Telephone Communication (1 of 2)
The telephone is frequently the initial form of contact with health care facilities, setting the tone for subsequent interactions:
Essential to project care, interest, and competence.
Identify yourself upon answering the call and maintain a friendly tone.
Telephone Communication (2 of 2)
Speak at a moderate pace, with slower delivery during instructions or directions.
Space communications with appropriate silence to allow interaction.
Avoid chewing gum or consuming food while on calls; steer clear of monotonal speech.
Adhere to HIPAA guidelines—do not disclose confidential information via phone.
Patient Education (1 of 2)
Effective health education significantly fosters healing and aids recovery:
Studies reveal patients often retain only 40% of information shared with them, with nearly half of what they recall incorrect.
Verify understanding using the “teach-back” technique.
Patient Education (2 of 2)
Steps for Effective Communication in Patient Education:
Adapt the communication process to education:
Set educational goals.
Formulate the instructional message.
Convey instructional content.
Actively listen and encourage patient queries.
Verify comprehension.
Conduct evaluations as necessary.
Presentations to Groups
Taking time to organize material is crucial even for smaller audiences:
Clarify the presentation's purpose and main points.
Tailor content according to the audience's existing knowledge levels.
Organize information for a smooth flow, preventing disorganization.
Sustain an appropriate speaking pace and prepare notes to ensure comprehensive coverage without skipping key points.

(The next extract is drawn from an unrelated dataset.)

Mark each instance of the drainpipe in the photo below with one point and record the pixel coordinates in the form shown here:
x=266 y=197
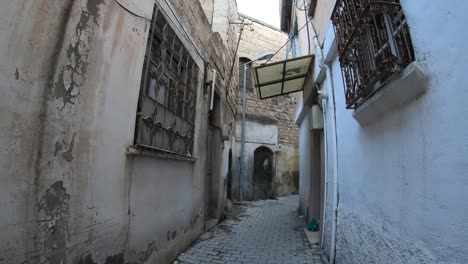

Maintain eye contact with the audience.
Gossip and Patient Privacy (1 of 2)
Gossip: Represents unnecessary negative discourse about those not present; should be entirely avoided due to its disruptive nature within health care settings:
It could lead to compromised patient care and potential legal action for information breaches.
Gossip and Patient Privacy (2 of 2)
Strategies to Mitigate Gossip:
Clarify interpersonal unfairness associated with gossiping.
Simply declare the inappropriateness of the behavior.
Divert the conversation to a different topic.
Always ensure patient information remains confidential by not discussing it publicly or during casual conversations.